Big thank you from


Norman Walsh subdues the bees in the hive with smoke. US14-542JC

A HILLSBOROUGH man is currently beginning his third term as President of the Ulster Beekeepers Association.

Norman Walsh from Edentrillick Road, a member of the Dromore branch, was elected to the position recently at the Association's Annual General Meeting which took place at the Greenmount Campus of the College of Agriculture, Food and Rural Enterprise.

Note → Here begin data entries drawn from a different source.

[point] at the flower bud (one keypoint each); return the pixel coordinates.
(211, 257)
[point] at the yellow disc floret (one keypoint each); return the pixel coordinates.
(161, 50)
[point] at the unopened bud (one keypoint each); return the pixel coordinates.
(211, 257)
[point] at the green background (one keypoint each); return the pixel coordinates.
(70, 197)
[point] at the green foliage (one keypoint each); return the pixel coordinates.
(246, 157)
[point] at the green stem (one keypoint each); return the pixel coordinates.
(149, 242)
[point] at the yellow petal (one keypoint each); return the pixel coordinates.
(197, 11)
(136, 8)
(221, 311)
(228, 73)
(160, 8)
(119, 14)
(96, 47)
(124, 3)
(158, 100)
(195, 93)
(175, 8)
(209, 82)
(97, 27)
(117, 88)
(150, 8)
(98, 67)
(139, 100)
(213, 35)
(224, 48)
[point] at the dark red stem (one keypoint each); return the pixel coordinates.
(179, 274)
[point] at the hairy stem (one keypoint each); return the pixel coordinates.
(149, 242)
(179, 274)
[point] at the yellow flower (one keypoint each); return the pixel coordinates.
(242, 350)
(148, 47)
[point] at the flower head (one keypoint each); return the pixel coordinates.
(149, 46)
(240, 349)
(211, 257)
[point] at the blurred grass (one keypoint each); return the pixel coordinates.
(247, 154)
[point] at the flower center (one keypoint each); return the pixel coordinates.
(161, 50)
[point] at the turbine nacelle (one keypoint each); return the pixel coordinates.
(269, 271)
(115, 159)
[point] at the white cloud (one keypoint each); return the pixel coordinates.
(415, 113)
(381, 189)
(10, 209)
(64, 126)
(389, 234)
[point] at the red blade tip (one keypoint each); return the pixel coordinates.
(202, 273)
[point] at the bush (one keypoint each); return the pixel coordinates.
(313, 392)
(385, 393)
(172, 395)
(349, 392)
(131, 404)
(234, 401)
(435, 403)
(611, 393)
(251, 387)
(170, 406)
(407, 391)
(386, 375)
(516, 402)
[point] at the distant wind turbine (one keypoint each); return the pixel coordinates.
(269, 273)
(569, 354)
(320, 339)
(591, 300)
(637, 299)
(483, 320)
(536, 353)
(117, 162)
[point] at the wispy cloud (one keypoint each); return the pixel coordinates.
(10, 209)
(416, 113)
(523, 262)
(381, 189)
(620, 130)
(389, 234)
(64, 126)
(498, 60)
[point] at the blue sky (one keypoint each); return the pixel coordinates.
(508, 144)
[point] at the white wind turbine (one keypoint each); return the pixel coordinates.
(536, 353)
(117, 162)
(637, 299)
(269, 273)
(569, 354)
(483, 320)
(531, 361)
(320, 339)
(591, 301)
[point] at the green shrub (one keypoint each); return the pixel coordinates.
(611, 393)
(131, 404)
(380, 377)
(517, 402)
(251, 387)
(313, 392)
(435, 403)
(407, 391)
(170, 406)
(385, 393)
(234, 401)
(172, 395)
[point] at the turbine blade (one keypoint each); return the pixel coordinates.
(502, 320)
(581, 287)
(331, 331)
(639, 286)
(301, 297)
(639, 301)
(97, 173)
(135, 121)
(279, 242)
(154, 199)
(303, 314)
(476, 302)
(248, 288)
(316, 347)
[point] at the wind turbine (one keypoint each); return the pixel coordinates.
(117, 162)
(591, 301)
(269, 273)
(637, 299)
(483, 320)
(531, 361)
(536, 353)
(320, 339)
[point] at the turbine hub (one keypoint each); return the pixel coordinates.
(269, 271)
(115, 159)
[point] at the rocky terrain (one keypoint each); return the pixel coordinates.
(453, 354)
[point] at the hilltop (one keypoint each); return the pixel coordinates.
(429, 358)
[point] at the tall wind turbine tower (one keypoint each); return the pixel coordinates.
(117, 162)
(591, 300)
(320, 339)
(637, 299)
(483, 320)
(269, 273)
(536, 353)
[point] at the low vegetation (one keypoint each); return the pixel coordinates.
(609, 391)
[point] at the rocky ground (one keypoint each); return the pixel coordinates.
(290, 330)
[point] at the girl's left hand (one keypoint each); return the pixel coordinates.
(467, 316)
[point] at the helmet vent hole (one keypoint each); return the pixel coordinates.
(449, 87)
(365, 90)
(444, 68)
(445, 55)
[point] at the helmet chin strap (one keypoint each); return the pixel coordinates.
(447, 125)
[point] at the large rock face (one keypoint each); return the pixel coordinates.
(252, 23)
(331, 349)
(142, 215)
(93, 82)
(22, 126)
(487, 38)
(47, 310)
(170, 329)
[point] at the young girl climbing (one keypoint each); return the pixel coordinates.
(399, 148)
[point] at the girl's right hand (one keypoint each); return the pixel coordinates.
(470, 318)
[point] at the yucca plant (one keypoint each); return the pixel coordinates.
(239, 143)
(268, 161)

However, it will be the final time he will lead the organisation as no member can hold the post for more than three years.

Mr. Walsh explained his interest in beekeeping began more than 50 years ago when he was a student at the then Greenmount Agricultural College.

"I took the course in beekeeping along with my agriculture course," he explained.

"At that time the beekeeping course was compulsory for those studying horticulture but not for the agriculturalists. Nevertheless, I decided to study the subject.

Norman Walsh checks the Apistan Strips which clean the bees in the hive. US14-543JC

"I started keeping my own bees around 1954 and I've been involved ever since - right through my student days, my working life and now in my retirement."

At present Mr. Walsh has 15 colonies of bees which produce honey right through spring and summer.

They even enjoy a summer holiday when all 15 hives are taken to the Mournes to allow the bees to produce heather honey. But how far do bees fly from their colony and how do they find their way back to their own particular hives after foraging for nectar and pollen?

Mr. Walsh explained that a young bee leaving the hive for the first time will thoroughly familiarise itself with the area. Each bee, he added, will fly up to three miles from the hive to get pollen and nectar.

"If you move the hives less than three miles when they go out they think they know the territory and will fly back to where the colony was originally located," he added.

"But when you move them further - for example when I take them down to the Mournes - they realise they know nothing.

"Really, if you're moving them you have to move them less than three feet or more than three miles."

Mr. Walsh has a fairly rapid turnover of bees as worker bees live for only about six weeks at the height of the season. However, the queen bee in each hive can lay up to 2000 eggs per day and so the colonies continue to flourish.

Unlike bumble bees or wasps which die off in winter the honey bees hibernate in their hives. "They form a ball inside the hive and the ones on the inside keep warm while the outside bees protect them," said Mr. Walsh.

"But by now they are starting to get out and about again gathering up pollen."

Mr. Walsh said by May there may be as many as 60,000 bees in each of his 15 colonies.

He also admitted he has been stung by his bees in the past.

"Bees die after they use their sting," he explained.

"They leave their stings in the skin and so rupture themselves."

But what happens to all the honey produced by these 15 colonies.

"I sell it and give it away," said Mr. Walsh. "I don't sell it through the shops, however. It just goes to people who call at the house."